Two decades since preparations began for the launch of digital television in the United Kingdom, a BBC executive told the annual summit of the Digital Television Group in London that it was not a question of when but how to make the transition to being an internet broadcaster. Yet it could still be some time until all television transitions to internet protocols.

Mathew Postgate, the chief technology and product officer of the BBC, said the BBC faces the challenge of moving to a world based on internet protocols. Its services need not only to be robust by universally available and free at the point of use.

“We believe that the days when all media will be distributed over the internet are not too far away,” he said. “TV is going to evolve into something more pervasive, more interactive and more personalised.”
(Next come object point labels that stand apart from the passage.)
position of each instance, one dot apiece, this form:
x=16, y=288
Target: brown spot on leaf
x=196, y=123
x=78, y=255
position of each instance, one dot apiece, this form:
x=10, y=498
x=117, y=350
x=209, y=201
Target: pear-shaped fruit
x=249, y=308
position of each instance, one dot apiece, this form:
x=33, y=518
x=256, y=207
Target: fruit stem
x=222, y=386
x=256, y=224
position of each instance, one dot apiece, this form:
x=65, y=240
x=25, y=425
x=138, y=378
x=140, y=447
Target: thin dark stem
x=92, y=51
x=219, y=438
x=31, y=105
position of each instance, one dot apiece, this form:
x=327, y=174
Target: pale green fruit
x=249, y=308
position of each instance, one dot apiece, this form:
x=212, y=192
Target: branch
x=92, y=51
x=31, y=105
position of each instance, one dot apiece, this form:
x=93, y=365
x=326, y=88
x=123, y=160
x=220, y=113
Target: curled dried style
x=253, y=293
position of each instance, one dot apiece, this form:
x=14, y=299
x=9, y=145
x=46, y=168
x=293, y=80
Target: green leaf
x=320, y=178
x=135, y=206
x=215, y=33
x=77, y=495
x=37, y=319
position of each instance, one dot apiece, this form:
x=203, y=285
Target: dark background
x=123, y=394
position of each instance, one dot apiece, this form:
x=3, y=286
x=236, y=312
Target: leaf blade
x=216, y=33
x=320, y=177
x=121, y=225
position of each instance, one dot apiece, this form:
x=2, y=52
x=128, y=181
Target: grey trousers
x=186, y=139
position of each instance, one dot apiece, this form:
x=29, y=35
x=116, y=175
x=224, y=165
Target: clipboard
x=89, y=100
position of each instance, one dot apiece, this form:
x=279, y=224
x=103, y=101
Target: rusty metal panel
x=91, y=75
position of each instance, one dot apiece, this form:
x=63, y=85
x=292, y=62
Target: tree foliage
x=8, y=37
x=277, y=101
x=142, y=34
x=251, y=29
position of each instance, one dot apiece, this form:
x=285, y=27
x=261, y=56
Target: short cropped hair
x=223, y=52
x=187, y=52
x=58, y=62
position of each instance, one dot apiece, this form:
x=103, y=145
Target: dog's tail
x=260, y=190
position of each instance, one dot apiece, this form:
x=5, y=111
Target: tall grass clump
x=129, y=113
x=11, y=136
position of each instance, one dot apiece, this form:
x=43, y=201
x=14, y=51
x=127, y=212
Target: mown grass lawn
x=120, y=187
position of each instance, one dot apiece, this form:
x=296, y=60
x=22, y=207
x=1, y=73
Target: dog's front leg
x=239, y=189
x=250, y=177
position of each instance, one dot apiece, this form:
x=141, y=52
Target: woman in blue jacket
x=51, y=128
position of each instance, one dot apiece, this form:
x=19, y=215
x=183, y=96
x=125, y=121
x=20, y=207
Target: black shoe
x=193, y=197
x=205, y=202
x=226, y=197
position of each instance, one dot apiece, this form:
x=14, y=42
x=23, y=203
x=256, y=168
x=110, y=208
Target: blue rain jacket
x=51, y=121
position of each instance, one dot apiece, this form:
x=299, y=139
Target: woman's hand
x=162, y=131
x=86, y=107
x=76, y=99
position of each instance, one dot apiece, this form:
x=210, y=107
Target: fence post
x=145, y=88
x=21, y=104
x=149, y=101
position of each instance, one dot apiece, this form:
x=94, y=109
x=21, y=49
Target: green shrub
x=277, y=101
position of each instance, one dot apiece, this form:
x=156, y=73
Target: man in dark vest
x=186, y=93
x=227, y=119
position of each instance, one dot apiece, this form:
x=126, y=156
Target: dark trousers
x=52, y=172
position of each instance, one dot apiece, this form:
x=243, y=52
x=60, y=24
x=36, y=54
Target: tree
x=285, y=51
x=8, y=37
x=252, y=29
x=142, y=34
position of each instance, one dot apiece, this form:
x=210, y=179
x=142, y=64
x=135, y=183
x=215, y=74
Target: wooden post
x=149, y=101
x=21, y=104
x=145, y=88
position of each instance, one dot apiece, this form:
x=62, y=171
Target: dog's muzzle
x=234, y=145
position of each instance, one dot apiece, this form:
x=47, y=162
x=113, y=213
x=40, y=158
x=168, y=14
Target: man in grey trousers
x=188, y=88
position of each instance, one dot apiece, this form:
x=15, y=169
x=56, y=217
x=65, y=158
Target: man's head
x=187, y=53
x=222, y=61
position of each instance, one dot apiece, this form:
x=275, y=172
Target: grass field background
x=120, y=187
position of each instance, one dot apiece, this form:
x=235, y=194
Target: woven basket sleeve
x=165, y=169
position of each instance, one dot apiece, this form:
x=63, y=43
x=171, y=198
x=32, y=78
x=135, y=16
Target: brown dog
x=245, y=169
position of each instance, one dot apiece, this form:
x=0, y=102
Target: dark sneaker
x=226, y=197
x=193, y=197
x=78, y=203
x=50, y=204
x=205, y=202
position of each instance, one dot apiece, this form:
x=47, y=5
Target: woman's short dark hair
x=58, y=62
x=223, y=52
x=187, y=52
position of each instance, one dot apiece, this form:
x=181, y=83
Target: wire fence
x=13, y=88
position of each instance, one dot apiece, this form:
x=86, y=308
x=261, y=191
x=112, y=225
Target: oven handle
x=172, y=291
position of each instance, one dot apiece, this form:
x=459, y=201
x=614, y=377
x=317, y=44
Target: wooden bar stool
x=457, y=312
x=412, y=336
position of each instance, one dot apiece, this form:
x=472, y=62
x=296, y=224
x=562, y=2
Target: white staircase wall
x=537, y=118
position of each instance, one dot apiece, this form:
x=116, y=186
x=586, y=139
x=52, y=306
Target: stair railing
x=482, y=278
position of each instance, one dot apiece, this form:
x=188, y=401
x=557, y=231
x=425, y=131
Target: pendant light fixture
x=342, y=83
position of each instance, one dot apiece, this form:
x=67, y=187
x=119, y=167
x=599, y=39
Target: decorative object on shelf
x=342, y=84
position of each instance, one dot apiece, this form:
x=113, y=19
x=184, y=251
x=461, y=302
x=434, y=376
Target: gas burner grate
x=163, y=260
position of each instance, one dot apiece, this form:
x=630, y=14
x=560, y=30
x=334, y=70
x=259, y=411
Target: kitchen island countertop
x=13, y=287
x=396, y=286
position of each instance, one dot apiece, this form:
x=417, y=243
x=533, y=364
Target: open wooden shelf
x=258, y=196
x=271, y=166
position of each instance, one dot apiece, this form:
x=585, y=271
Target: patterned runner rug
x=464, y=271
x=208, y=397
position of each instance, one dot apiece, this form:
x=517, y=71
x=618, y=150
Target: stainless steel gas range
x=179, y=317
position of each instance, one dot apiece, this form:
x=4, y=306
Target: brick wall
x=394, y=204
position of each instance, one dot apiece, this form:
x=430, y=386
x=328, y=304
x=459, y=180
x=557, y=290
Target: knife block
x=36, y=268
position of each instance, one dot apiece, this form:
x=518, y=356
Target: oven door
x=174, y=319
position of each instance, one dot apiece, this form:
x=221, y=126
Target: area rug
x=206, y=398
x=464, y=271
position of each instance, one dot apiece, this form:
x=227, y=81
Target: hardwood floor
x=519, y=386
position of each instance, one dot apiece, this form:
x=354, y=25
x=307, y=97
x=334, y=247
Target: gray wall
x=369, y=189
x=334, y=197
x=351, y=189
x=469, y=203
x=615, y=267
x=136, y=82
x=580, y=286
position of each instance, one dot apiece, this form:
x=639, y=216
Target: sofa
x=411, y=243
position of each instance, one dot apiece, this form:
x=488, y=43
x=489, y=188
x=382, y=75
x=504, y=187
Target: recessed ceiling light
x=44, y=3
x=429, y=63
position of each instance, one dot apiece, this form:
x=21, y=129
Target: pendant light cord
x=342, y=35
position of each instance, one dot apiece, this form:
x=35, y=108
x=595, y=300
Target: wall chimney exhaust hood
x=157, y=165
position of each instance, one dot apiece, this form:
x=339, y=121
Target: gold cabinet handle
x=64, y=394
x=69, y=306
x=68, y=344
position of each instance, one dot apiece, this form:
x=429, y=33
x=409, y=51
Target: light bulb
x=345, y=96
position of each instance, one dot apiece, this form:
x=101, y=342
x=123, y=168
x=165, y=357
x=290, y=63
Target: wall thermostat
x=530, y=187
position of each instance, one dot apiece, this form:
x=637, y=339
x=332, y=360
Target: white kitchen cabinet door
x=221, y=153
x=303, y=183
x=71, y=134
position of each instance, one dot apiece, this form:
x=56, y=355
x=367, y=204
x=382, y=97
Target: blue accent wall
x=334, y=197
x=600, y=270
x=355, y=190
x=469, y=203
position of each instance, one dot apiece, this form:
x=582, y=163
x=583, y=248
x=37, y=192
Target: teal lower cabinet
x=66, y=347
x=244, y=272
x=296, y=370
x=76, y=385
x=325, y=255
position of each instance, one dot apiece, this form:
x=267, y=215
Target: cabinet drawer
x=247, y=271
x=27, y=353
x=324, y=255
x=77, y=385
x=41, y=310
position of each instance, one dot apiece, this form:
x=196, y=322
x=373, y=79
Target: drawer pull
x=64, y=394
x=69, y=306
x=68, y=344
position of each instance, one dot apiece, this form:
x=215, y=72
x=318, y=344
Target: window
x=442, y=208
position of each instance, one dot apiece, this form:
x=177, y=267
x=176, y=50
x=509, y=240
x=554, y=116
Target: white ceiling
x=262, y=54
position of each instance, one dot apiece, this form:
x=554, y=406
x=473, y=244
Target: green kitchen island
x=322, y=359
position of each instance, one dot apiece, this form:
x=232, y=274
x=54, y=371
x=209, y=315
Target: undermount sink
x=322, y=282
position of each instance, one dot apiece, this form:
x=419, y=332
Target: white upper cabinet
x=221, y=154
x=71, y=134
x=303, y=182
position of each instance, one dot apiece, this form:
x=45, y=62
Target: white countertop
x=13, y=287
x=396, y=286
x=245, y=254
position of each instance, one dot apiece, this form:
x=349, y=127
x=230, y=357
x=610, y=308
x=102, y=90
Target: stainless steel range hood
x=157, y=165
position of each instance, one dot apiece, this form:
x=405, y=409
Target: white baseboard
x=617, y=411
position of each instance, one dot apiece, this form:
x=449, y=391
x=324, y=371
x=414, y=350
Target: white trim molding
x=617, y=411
He talked of the need to recreate public service broadcasting for the internet age. The concept of public service broadcasting has involved not only a set of technologies but an endeavour with abstract values and attributes that have been created and nurtured over decades.

“We need these attributes of broadcasting to be carried over into the digital age and should have the ambition for them to be amplified by the creative potential of the internet.”

The BBC was an early adopter of the internet and has pioneered new services with the BBC iPlayer. Yet this still delivers only a minority of viewing.

Asked when we could expect television to transition entirely to the internet, many delegates put it at 2035 or beyond, with hybrid services until then. For many of them that would be well after they have retired.

We hear a lot about the viewing behaviour of millennials. Depending how these are defined, they could be aged 55 or more in 2035. The median age of a viewer to BBC One is currently over 60. By 2035 these people will be in their late seventies.

The question is perhaps not whether they will still be watching BBC One through traditional transmissions, but how relevant that will be to the rest of the viewing public.

It seems likely that conventional broadcasting will continue as a nightlight service for the foreseeable future, if only because it is too politically sensitive to turn it off.

Ed Vaizey MP, a previous minister of state for culture and the digital economy, revealed that George Osborne, the former chancellor, had considered a switchover to accelerate broadband deployment. However, he suggested that this would not be on the agenda unless proposed by the industry, which would not be until it was sufficiently feasible or valuable.

Steven Unger, a board member of the communications regulator Ofcom, proposed that public service broadcasters might need to collaborate to compete in a changing media landscape.

He suggested that digital terrestrial television was likely to be important for a decade or more. Meanwhile, public service broadcasters have the opportunity to adapt to compete with the scale of global players.

Indicating that a more permissive approach might be required when considering any resulting competition issues, he implied that the previous online joint venture between broadcasters, known as Project Kangaroo, should perhaps not have been blocked on competition grounds.

That was topical, because it appears that such discussions are once again on the agenda, so perhaps we will see the return of a Project Boomerang.

Meanwhile, broadcasters may need to form distribution partnerships with global players. The challenge will be to maintain the values that have defined public service broadcasting and how to ensure prominence of public services in an era of infinite choice.

As Matthew Postgate from the BBC observed, the definition of broadcast may change. Once it referred to a way of sowing seeds in a field. So it seems the BBC does not wish to be limited by a strict definition of broadcast as a means of distribution.

If you are not defined as a broadcaster, it may be difficult for viewers to distinguish what you do from other online media distributors. Surely that is a challenge for broadcasters like the BBC.

Other services can compete with many aspects of what broadcasters do, increasingly with bigger budgets. Yet there seems to be something that is distinctive about broadcasting, however it is delivered.

That is something worth not only preserving and protecting but extending and enhancing. What is needed is the vision and ambition for to show what that might look like in the foreseeable future.